Enum in Kafka sink connector

I am working on a MSSQL sink connector which simply saves data from a topic to a table. My topic is bound to an Avro schema. For one of the field, I am using enum.

Now when my connector saves data to table, it saves the enum name. But for some reason, I want it to save both Enum numeric value as well as Enum name.

e.g. if I have a below enum for car models, then connector saved Hatchback/Sedan/SUV. I want to save the values,1/2/3 as well. Both values can go to different columns.

enum Model
{
    Hatchback: 1,
    Sedan: 2,
    SUV: 3
}

How can we achieve this?

Are you using a MSSQL sink connector or writing one? I’m asking this because I’m not aware of any official MSSQL sink connector. Unless you’re using the JDBC sink connector?

Sorry for not mentioning it explicitly, I mean the Jdbc sink connector.

No worries. Try setting the property value.converter.enhanced.avro.schema.support to true. According to the documentation:

Enable enhanced Avro schema support in the Avro Converter. When set to true , this property preserves Avro schema package information and Enums when going from Avro schema to Connect schema. This information is added back in when going from Connect schema to Avro schema.

:page_facing_up: Source: Using Kafka Connect with Schema Registry | Confluent Documentation

Here is an example:

key.converter=io.confluent.connect.avro.AvroConverter
key.converter.schema.registry.url=<SCHEMA_REGISTRY_URL>
key.converter.enhanced.avro.schema.support=true
value.converter=io.confluent.connect.avro.AvroConverter
value.converter.schema.registry.url=<SCHEMA_REGISTRY_URL>
value.converter.enhanced.avro.schema.support=true

I have enabled this setting but connector still saves only enum text in the table. Any idea where can I find the additional info saved by connector when this setting is true?

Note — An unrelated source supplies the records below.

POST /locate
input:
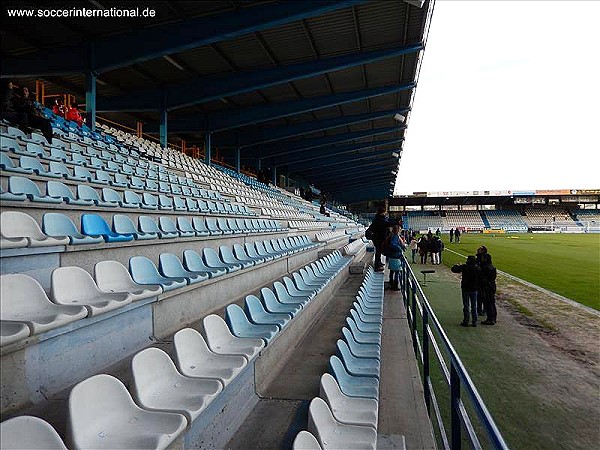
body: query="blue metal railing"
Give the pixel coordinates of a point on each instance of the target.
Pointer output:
(456, 375)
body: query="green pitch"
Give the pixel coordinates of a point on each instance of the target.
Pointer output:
(568, 264)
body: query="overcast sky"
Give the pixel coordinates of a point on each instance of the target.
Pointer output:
(508, 98)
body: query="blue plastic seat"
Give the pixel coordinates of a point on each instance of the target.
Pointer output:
(213, 228)
(143, 271)
(149, 201)
(199, 225)
(284, 296)
(86, 192)
(240, 325)
(167, 227)
(357, 366)
(32, 164)
(241, 255)
(193, 262)
(19, 186)
(170, 266)
(229, 258)
(131, 199)
(259, 315)
(94, 225)
(273, 305)
(60, 190)
(59, 225)
(123, 224)
(211, 259)
(363, 386)
(7, 165)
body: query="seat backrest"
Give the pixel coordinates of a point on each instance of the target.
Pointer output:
(29, 432)
(123, 224)
(20, 295)
(16, 224)
(21, 185)
(86, 192)
(57, 224)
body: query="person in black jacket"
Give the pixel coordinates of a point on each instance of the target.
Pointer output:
(471, 277)
(380, 227)
(488, 288)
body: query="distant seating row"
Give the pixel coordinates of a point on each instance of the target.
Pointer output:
(345, 415)
(21, 189)
(19, 230)
(172, 395)
(26, 309)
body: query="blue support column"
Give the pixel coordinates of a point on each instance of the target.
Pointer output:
(207, 149)
(163, 121)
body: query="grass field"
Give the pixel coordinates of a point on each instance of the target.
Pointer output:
(568, 264)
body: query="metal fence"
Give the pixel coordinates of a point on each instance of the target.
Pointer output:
(419, 311)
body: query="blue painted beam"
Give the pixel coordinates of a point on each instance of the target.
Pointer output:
(229, 119)
(207, 89)
(328, 153)
(144, 44)
(308, 144)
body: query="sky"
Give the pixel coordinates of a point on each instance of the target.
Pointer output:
(508, 98)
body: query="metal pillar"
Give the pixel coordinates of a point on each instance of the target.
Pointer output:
(207, 149)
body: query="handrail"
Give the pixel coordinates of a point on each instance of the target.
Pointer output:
(456, 377)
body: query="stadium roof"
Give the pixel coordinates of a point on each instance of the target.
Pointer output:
(310, 88)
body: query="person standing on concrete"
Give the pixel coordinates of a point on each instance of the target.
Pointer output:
(378, 231)
(471, 275)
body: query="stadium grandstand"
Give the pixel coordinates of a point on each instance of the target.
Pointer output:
(188, 267)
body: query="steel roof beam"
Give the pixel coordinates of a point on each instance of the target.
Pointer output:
(342, 150)
(206, 89)
(308, 144)
(142, 45)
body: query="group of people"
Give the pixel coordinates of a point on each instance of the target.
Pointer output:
(18, 107)
(478, 286)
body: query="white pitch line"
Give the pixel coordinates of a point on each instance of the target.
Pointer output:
(566, 300)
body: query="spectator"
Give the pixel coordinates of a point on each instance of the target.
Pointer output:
(30, 116)
(414, 248)
(59, 107)
(488, 288)
(378, 231)
(471, 274)
(396, 246)
(480, 304)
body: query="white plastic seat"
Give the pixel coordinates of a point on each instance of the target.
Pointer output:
(12, 332)
(335, 435)
(221, 341)
(195, 359)
(112, 276)
(22, 299)
(15, 225)
(348, 410)
(306, 441)
(102, 415)
(158, 386)
(29, 433)
(74, 286)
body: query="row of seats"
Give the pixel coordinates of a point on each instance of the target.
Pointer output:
(26, 309)
(168, 396)
(345, 415)
(21, 189)
(18, 229)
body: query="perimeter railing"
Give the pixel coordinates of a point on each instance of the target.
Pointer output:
(427, 335)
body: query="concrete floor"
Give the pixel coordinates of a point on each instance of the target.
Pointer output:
(282, 410)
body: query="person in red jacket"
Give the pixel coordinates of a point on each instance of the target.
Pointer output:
(59, 107)
(74, 114)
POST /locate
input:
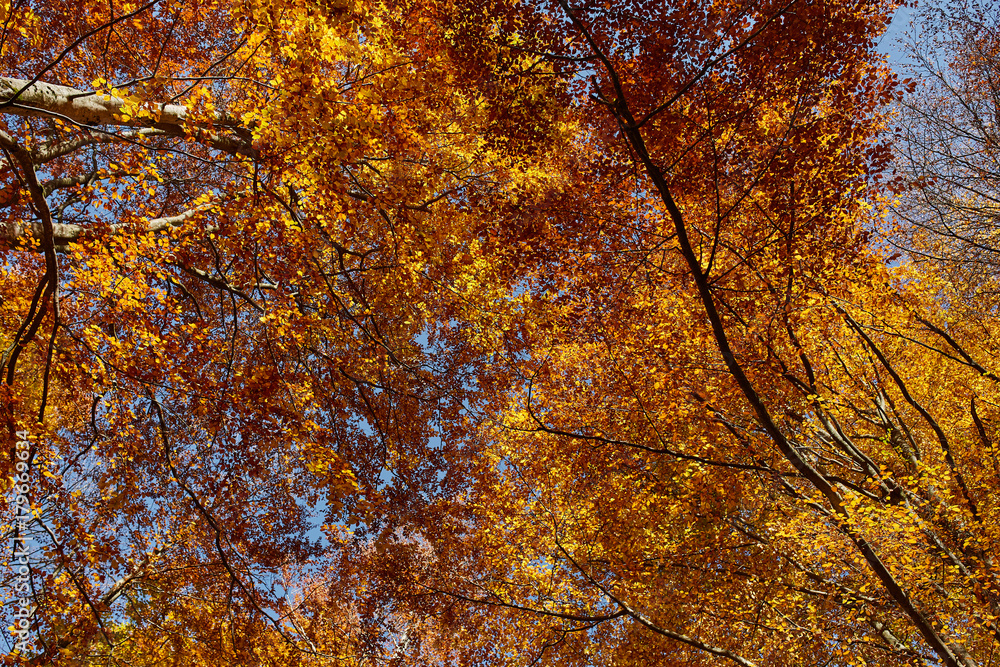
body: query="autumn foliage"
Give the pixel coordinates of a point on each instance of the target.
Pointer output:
(482, 332)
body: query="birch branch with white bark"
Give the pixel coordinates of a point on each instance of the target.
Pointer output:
(23, 98)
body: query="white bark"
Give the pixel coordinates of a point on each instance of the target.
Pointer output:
(14, 235)
(90, 109)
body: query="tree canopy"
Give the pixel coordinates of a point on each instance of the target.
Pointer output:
(431, 332)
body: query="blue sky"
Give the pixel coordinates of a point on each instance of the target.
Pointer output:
(889, 44)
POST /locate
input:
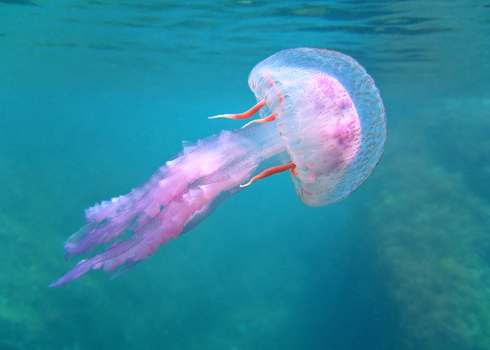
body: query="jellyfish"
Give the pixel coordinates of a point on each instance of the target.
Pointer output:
(321, 118)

Hi @ankit.11tyagi : I doubt the enum type is supported based on the data conversion table provided here: https://docs.confluent.io/kafka-connect-jdbc/current/sink-connector/index.html

Enum type seems to be supported upto some extent as my connector saved the enum text in varchar columns in table. It is the numeric value associated with the enum which is not saving.

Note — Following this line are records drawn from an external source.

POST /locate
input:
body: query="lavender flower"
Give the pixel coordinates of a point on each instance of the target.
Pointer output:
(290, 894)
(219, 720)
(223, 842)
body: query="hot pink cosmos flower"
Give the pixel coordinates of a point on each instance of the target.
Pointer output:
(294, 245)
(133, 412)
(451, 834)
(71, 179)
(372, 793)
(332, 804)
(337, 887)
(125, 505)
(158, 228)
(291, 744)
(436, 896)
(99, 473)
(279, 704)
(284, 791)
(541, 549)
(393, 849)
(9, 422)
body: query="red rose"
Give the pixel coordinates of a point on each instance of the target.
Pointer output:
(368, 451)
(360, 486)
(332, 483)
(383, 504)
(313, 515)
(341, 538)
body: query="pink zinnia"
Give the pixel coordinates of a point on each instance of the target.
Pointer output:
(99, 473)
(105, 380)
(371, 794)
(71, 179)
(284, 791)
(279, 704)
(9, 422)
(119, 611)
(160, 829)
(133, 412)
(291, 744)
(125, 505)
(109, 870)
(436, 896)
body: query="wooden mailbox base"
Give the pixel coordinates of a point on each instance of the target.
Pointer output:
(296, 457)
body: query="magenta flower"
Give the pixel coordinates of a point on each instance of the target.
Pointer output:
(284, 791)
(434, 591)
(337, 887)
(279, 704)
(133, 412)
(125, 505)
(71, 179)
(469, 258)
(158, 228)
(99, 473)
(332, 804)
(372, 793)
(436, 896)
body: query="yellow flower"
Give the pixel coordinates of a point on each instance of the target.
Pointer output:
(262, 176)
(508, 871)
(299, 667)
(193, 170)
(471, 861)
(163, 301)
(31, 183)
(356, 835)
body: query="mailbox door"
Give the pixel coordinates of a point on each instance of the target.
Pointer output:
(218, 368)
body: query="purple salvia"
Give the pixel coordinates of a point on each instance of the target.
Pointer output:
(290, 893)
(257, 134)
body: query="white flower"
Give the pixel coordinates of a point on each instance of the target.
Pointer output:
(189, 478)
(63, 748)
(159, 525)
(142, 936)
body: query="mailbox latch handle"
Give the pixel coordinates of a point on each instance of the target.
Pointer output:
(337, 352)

@ankit.11tyagi : My apologies, Ankit, if I am going too far. The supported JDBC conversion (Understanding data type conversions - JDBC Driver for SQL Server | Microsoft Docs) does not mention enum. Hence, I assume the “unknown” behaviour by the connector.

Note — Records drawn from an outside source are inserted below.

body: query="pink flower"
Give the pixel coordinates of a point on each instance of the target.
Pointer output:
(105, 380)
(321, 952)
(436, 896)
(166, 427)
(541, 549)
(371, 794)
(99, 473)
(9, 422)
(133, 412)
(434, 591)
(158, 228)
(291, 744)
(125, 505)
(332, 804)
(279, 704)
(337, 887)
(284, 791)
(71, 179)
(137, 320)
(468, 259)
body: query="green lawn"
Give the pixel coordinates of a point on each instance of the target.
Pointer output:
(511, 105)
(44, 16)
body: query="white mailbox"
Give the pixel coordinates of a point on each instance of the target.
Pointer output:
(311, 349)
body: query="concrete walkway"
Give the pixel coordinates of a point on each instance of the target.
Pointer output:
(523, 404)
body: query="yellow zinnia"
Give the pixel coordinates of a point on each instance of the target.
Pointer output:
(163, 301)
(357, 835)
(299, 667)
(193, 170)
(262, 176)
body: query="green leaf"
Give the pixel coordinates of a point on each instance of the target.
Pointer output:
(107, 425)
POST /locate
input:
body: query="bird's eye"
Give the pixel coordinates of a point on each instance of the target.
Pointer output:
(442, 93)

I think the limitation here is that the internal structure used by Kafka Connect to represent records known as Struct doesn’t support enums with additional values — hence why it tries to capture the enum value and simply force a toString() on it. You can check this behavior by taking a look in the Schema class that govern how each Struct is modeled.

It seems to me then that you have two options:

  1. Using a SMT in the sink connector: perhaps you can try to change the Struct schema on-the-fly by applying a custom SMT that depicts the enum value into two new fields. Chris Matta from Confluent wrote a very nice blog about this.

  2. Model the enum as a complex type: if you have the chance you can change the inbound Avro to model the entity as a complex type with two distinct columns instead of using an enum. I think this option may cause some friction at first — but in the long run seems to be the right thing to do.

Thanks,

— @riferrei

1 Like

Thanks @riferrei for the information. You are right the option #2 will give more control. However, I will have to check with the team managing the topic schema if they can implement this change as this does not seem to be backward compatible.

1 Like

This topic was automatically closed 14 days after the last reply. New replies are no longer allowed.